Explanation of Various Statistical models in Machine Learning
This blog covers explanation of statistical models listed below -
- ML Models
- KNN
- Naïve Bayes
- Logistic Regression
- Linear Regression
- SVM
- Decision Trees
2. Ensembles
- Bagging and Random Forrest Classifier
- Boosting and Gradient Boosting Classifier
Important Note : Many information are not complete in its form , this blog provides a mathematical and intuition of the models.
Understanding Machine Learning
Looking from a 1000 feet view , a ML model can be described as an algorithm or an optimization problem to solve a problem statement related to Machine Learning.
What is a Machine Learning problem and how these models help in solving a ML problem?

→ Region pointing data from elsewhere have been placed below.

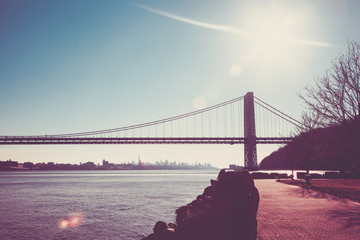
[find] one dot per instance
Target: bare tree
(335, 97)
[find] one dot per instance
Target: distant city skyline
(76, 66)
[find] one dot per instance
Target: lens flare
(74, 220)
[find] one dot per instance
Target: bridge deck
(9, 140)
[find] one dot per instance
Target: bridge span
(244, 120)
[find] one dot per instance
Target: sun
(273, 34)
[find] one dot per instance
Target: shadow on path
(312, 193)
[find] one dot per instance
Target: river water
(93, 204)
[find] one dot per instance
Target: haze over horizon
(77, 66)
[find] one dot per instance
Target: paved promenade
(290, 212)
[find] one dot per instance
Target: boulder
(226, 210)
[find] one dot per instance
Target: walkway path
(290, 212)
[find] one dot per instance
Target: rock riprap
(226, 210)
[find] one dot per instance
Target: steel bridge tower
(250, 154)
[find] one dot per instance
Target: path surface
(290, 212)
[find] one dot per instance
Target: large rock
(226, 210)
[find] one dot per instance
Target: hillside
(332, 148)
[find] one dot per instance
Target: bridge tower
(250, 154)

A machine learning problem is a kind of a problem which demands answers from an algorithm without being explicitly programmed and a ML model is designed in such a way , that it learns the behavior of the data it gets to train on and predict the answer for new data points.
A machine Learning problem can be categorized into two types broadly -
- Supervised Learning
- Unsupervised Learning
This blog covers Supervised learning as all models listed above falls under this approach, in simple terms a Supervised Learning is when we know the labels of data and which class they belong too and Unsupervised is simply the opposite, there are examples where supervised and unsupervised techniques are followed simultaneously to solve a problem statement.

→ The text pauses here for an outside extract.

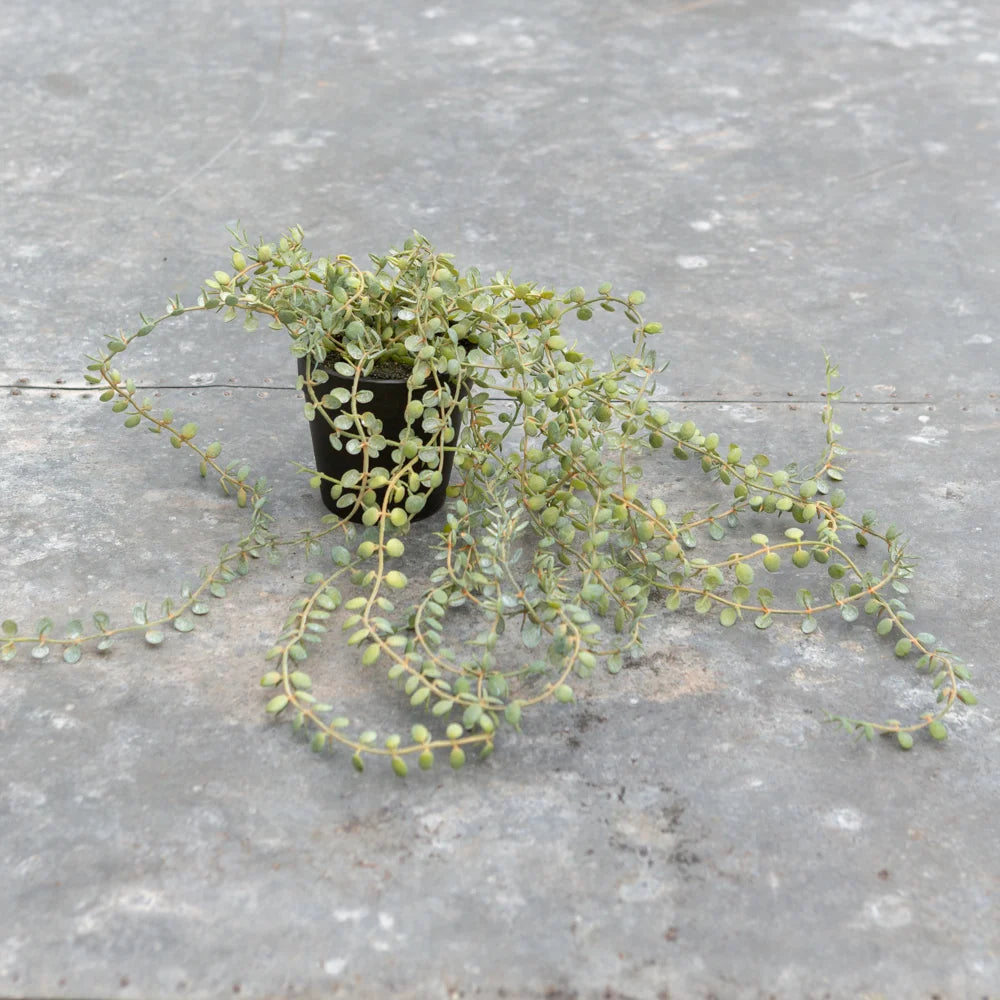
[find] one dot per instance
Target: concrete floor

Note : I am making all these diagrams using simple paint , any confusion do search it over and get your answer.
As you can see in the diagram in supervised the data can have subgroups of red and blue points but in unsupervised learning this information is missing.
In Supervised Learning as shown in the figure there are broadly two types of problems-
- Classification
Given a data and its labels , for any new data point which class or subset of label will that point lie in is the task
- Regression
Given a data , make a function such that it fits the data nicely and can give a definite answerer for any new point.
Rather than statements lets look at fun way of understanding these types
Lets say we have a Venn diagram something like this:
We have two super humans one a classifier and one regressor, you rely on classifier to tell you which food you want to eat at which time , for that it will throw a dart at this Venn Diagram for every dart a regressor can tell how fast that dart went to the Venn diagram. Here classifier has met lot of people like you and have learnt your type of behavior and Regressor has met lot of people like classifier and have made itself capable of predicting the speed.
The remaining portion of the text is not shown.